STATEMENT is only supported when db is cha or pro — the scheduler only constructs a Querier for those databases.

Scheduler and runtime modes

The Scheduler is passed to seed() and tracks the crawl’s progress. Its runtime property tells you which mode the user invoked:

`scheduler.runtime`	CLI flag	Meaning
`Runtime.HIST`	`-H`	Retrieve all records ever, starting from `EARLIEST_DATE`
`Runtime.DATE`	`-f DATE [-t DATE]`	Retrieve records within a date range (default mode)
`Runtime.IDX`	`-c N` / `-s N`	Retrieve records between explicit index bounds

Import Runtime to branch on it:

from pipeline.crawl.scheduler.runtime import Runtime

def seed(scheduler):
    if scheduler.runtime == Runtime.HIST:
        # use scheduler.indexer.page_start for offset-based pagination
        ...
    else:
        # use scheduler.calendar.from_date / to_date
        ...

DATE is the default for normal runs (yesterday → today). Most crawlers only need to handle DATE and HIST; IDX is rare.

CLI usage

Once your module is in place, run it with:

# Dated mode — records updated in the last day (default)
pipe <db> <s> crawl

# Dated mode — specific range
pipe <db> <s> crawl -f 2024-01-01 -t 2024-06-30

# Historical — everything from EARLIEST_DATE to now
pipe <db> <s> crawl -H

Useful flags during development:

Flag	Effect
`-d`	Debug mode: verbose logging, single worker
`-n N`	Throttle to N concurrent requests
`-w SECONDS`	Wait between requests
`--session-cap N`	Limit total requests per session

Full example for a new crawler in debug mode:

pipe -d lob on crawl -f 2024-01-01

Advanced topics

HTTP sessions and cookies

The engine manages aiohttp.ClientSession internally, with automatic cookie handling and four throttle controls (-n, -ns, --session-cap, -w). See Advanced in Crawl for full session and throttling documentation.

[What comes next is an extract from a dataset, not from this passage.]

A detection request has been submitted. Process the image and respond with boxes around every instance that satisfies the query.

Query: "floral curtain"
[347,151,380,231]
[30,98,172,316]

Database pre-query (`STATEMENT`)

If your crawler needs to know what records already exist in the database before crawling (e.g. to skip already-ingested records), define STATEMENT as a SQL query. The result rows are available as scheduler.querier.data inside seed(). This is currently supported only for db = cha or db = pro.

STATEMENT = "select rid from pro_bc_seen;"

def seed(scheduler):
    seen = {row.rid for row in scheduler.querier.data}
    ...

Custom scheduler

For complex multi-phase crawls (e.g. crawling tenders then awards), you can write a custom scheduler singleton alongside your module. See src/pipeline/crawl/crawlers/pro/bc/scheduler.py as an example.

Signals in depth

See SKIP and STOP in Crawl for a full explanation with a real crawler example. In brief: "__SKIP" discards the node but follows its edges; "__STOP" discards both.

Worked example — `tst/w3`

The test crawler at src/pipeline/crawl/crawlers/tst/w3/__init__.py is the canonical minimal implementation. It crawls the W3C blog (10 pages, paginated GET).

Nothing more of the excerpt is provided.